Digital Recorders, Inc. (DRI), a technology leader in transit, transportation, law enforcement, and security digital communications systems, announced today that specific additional actions have been taken to accelerate and strengthen its efforts to attain sustained profitability through strategic changes in key personnel and the establishment of a Special Committee of the DRI Board of Directors.
David N. Pilotte, the Company's Vice President and Chief Financial Officer (CFO) since October 2004, has been elected Executive Vice President and will assume the additional duties of Chief Operating Officer (COO) of North Carolina Operations. In his expanded role as COO, Mr. Pilotte will report directly to the Board of Directors through the Special Committee and, as CFO, he will continue to report to David L. Turney, the Company's Chairman, Chief Executive Officer, and President. Before joining DRI, Mr. Pilotte succeeded in senior executive positions in other profitability attainment programs.
Lawrence A. Hagemann, the Company's Chief Operating Officer of North Carolina Operations since August 2002 and a highly experienced engineer, will now assume responsibilities of Chief Technology Officer (CTO). As CTO, he will continue to report directly to Mr. Turney.
Mr. Turney stated that the Special Committee of the Board is comprised of independent directors and was established to provide special oversight and guidance to Mr. Pilotte during this drive to sustained profitability.
Mr. Turney said, "In our ongoing effort to reduce costs of sales and operations in a challenging competitive and industry environment, we have initiated and implemented a number of operational and organizational changes in the past several years while continuing to focus DRI businesses on profitable and strategic growth opportunities. While recognizing the positive impact of these actions, we are not satisfied with our progress toward profitability. As previously reported, the delay in U.S. federal funding reauthorization has depressed the market and impeded our progress. However, the August 2005 passage of the $286.4 billion transportation bill, The Safe, Accountable, Flexible, Efficient Transportation Equity Act -- A Legacy for Users (SAFETEA-LU), as well as recent positive appropriations actions, have mitigated this obstacle. We believe that more can and should be done to achieve sustained profitability now. Therefore, we have committed to these significant changes."

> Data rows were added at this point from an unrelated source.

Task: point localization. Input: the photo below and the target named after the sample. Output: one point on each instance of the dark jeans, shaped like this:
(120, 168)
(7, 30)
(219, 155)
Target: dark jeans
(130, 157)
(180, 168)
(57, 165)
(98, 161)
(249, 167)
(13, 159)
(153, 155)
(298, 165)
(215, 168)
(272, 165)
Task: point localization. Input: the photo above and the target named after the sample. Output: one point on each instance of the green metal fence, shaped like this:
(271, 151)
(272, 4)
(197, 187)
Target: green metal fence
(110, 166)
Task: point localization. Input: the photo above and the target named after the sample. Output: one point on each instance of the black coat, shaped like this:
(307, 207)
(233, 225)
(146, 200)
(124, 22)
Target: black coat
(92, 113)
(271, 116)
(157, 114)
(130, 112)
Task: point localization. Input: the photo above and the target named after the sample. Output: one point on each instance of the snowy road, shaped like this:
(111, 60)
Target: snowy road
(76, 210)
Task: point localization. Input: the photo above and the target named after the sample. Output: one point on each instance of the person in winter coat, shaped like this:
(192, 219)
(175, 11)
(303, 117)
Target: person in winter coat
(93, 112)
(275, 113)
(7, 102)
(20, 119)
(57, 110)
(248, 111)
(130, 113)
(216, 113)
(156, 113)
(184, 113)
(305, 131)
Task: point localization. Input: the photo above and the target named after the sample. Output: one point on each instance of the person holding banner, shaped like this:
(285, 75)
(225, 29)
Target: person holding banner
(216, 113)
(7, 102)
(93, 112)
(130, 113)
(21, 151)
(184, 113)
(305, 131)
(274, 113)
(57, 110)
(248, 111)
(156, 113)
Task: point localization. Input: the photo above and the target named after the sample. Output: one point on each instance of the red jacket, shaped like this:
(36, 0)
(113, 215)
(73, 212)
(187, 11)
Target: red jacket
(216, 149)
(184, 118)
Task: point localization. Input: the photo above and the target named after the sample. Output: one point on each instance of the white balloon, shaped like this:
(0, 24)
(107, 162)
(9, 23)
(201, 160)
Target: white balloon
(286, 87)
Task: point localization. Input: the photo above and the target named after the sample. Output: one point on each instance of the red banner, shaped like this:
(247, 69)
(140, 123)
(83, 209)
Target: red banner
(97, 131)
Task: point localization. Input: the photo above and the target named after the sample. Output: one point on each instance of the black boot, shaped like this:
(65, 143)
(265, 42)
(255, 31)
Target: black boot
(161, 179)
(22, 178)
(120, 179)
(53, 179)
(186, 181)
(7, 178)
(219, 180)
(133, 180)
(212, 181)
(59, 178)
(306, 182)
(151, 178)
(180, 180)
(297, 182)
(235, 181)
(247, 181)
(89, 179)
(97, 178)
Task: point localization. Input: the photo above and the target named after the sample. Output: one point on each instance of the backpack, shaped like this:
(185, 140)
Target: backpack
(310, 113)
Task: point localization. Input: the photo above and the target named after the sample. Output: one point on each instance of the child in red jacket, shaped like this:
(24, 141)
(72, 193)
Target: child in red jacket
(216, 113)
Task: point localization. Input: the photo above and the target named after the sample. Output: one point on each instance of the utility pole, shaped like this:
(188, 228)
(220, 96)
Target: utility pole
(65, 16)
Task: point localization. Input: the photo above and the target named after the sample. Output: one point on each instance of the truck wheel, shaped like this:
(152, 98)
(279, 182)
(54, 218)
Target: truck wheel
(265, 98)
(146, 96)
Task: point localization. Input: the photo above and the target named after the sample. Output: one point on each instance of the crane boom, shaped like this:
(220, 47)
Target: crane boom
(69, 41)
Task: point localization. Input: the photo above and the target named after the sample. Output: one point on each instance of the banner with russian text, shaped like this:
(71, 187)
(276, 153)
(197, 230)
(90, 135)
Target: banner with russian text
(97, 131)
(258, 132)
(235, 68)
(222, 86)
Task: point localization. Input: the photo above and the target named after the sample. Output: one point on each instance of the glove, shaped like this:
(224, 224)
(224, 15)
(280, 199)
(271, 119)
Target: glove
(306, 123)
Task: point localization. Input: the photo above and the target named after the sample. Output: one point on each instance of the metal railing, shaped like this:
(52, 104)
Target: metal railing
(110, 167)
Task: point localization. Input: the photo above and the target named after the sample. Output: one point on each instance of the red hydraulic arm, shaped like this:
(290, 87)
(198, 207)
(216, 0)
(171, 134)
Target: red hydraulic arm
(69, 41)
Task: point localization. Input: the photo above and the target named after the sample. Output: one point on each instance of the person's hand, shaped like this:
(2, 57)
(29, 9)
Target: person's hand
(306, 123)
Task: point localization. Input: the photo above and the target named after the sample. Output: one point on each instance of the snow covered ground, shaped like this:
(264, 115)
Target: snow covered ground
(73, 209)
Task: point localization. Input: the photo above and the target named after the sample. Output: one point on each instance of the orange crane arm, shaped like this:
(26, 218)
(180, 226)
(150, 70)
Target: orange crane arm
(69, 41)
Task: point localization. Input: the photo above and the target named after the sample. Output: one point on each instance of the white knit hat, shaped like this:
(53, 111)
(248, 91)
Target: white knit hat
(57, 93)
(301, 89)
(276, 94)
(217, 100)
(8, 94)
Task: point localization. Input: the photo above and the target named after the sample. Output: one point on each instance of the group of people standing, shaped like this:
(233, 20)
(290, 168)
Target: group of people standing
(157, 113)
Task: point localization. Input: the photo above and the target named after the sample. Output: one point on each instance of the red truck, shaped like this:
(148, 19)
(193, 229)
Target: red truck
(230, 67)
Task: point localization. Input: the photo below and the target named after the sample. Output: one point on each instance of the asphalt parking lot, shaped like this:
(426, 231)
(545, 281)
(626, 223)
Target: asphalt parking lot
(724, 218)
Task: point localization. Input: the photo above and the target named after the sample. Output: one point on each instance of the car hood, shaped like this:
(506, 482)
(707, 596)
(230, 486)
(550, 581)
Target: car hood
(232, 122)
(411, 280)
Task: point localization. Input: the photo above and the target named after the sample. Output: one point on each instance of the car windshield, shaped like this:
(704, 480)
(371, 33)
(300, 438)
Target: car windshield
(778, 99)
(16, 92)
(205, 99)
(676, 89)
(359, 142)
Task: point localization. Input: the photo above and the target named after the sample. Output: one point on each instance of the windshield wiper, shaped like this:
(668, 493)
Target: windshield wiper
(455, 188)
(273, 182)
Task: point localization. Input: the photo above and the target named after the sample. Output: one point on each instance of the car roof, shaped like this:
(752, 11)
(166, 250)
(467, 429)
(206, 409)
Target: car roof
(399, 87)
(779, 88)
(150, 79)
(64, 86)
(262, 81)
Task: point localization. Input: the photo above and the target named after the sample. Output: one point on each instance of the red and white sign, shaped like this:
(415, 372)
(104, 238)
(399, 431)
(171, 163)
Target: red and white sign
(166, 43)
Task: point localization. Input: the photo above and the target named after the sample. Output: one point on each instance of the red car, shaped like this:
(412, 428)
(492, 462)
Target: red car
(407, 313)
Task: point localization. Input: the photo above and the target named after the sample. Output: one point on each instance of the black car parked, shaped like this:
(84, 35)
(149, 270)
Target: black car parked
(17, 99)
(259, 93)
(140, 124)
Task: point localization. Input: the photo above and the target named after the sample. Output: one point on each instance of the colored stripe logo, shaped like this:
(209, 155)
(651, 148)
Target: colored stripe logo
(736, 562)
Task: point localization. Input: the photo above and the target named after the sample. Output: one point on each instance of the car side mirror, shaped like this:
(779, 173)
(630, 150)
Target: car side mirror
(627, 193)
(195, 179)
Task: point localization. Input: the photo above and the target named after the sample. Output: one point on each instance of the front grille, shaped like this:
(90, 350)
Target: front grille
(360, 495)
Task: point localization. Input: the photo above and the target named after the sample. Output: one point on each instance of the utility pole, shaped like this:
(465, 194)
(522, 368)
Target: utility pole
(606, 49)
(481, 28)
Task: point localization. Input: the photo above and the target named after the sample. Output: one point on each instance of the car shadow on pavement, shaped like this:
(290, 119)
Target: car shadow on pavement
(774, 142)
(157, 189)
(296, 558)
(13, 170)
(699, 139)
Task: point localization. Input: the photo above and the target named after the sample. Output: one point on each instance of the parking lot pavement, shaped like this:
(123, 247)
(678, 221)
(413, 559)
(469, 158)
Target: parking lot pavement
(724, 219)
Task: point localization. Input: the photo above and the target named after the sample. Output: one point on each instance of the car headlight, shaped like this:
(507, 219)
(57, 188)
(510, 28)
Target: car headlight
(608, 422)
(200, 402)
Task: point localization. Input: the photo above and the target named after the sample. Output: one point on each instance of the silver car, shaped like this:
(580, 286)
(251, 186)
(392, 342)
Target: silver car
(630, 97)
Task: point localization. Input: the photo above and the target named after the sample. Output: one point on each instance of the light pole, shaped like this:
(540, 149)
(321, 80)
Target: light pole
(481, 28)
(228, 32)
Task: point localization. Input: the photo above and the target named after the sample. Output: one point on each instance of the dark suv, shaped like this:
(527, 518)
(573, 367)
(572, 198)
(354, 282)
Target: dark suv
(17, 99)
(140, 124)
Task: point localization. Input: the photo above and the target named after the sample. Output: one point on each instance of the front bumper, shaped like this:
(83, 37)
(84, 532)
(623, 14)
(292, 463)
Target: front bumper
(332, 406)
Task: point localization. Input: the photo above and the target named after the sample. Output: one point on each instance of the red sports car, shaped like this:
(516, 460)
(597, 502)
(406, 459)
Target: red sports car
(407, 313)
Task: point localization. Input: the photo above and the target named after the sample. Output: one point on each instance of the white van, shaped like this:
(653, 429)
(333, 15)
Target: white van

Transit Market Funding Appropriations
According to the American Public Transportation Association, both Houses of Congress approved the conference agreement pertaining to the U.S. fiscal year 2006 appropriations bill (H.R. 3058) for the Departments of Transportation, Treasury, Housing and Urban Development, the Judiciary, and independent agencies before recessing for the Thanksgiving holiday on Friday, Nov. 18.
"H.R. 3058 provides $8.59 billion for federal transit programs during the current fiscal year. This amount represents a $944 million increase, or 12.3 percent, over the current level. President George W. Bush is expected to sign the bill soon. Once the bill is signed into law, the Federal Transportation Administration must by law publish its apportionment of funds within 10 days, and the U.S. fiscal year 2006 transit funds can begin to be made available. However, given the relatively long contracting cycle in our market, we do not expect these pending legislative actions to increase U.S. funding for our served markets to begin having a material effect on our bottom line until mid-2006," Mr. Turney said.